Der Fernseh-Starkritiker Denis Scheck interviewte in Bamberg den Schriftsteller Matthias Göritz. Der ist Stipendiat des Künstlerhauses Villa Concordia und hat einen Interview-Roman verfasst.
Ein Hansdampf in allen literarischen Gassen ist Denis Scheck (49), Redakteur (beim Deutschlandfunk), Kritiker, Übersetzer, Agent, am bekanntesten durch "Druckfrisch", die Literatursendung zu später Sonntagabend-Stunde im Ersten, in der er schon mal herzerfrischend drauflosholzt.

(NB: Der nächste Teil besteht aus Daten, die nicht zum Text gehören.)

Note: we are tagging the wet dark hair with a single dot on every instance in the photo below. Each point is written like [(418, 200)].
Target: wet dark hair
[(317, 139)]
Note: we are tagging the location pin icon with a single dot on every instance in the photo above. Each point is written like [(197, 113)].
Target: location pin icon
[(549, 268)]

Neugierig machte man sich also am Montagabend auf ins Lichtspiel-Kino, wo ein Dialog zwischen dem Kritiker-Star und dem Schriftsteller Matthias Göritz angekündigt war. Sage einer, Literatur interessiere keinen mehr - bis auf den letzten Platz gefüllt war der Vorführraum des Programmkinos, auf dem Gang gar hatten sich Zuhörer gelagert, um der vom Künstlerhaus Villa Concordia eingefädelten Veranstaltung beizuwohnen.

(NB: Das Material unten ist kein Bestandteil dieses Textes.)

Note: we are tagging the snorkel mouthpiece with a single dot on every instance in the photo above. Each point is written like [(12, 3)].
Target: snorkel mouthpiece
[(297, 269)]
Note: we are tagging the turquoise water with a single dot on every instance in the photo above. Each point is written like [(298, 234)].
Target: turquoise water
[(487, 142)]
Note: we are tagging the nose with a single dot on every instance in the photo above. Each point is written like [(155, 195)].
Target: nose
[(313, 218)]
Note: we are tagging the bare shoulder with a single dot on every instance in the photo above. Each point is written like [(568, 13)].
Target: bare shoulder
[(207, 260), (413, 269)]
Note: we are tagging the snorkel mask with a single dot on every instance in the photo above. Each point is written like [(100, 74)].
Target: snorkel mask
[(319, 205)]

Denn im Künstlerhaus wohnt zurzeit Matthias Göritz (44), Stipendiat in der Sparte Literatur, auch er Übersetzer, Lyriker, Romancier.
Nun, wenn sich ein Scheck nach Bamberg bemüht hatte und gleich zu Beginn der "Präsentation" das vorgestellte Buch als seine "klügste und anregendste Lektüre dieses Jahres" lobte, waren allzu viele Überraschungen, sarkastisch-polemische Ausfälle auch, kaum zu erwarten.

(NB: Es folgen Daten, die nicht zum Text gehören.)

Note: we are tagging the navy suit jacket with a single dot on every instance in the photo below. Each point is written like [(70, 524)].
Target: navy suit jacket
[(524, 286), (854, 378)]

Autor eines Interview-Romans wird interviewt In "Träumer und Sünder", Göritz' zweitem Roman, interviewt ein junger Journalist den Film-Tycoon Helmut Erlenberg, der einen Film über den von Nazis inszenierten Überfall auf den Sender Gleiwitz drehen will.
Man darf Figuren wie Atze Brauner oder Bernd Eichinger hinter diesem Erlenberg vermuten, der zu dem Interviewer so etwas wie väterliche Zuneigung entwickelt und allerlei aus seinem Leben preisgibt. Deshalb also das originelle Ambiente für ein Gespräch über Literatur und Film, deshalb also die pikante Situation, dass der Autor eines Interview-Romans interviewt wird.
Wenn man selbst bereits diverse Male sich in diesem Genre versucht hat, verfolgt man die Taktiken des Profis gespannt - und erkennt bald, dass auch der nur mit Wasser kocht. Über eher unverbindlichem Geplänkel zu literarischen und cineastischen Vorlieben des Autors, zum Interview an sich, tastete sich Scheck langsam ans Eingemachte heran, sprich an Persönlicheres. Der überaus eloquente Göritz parierte trefflich.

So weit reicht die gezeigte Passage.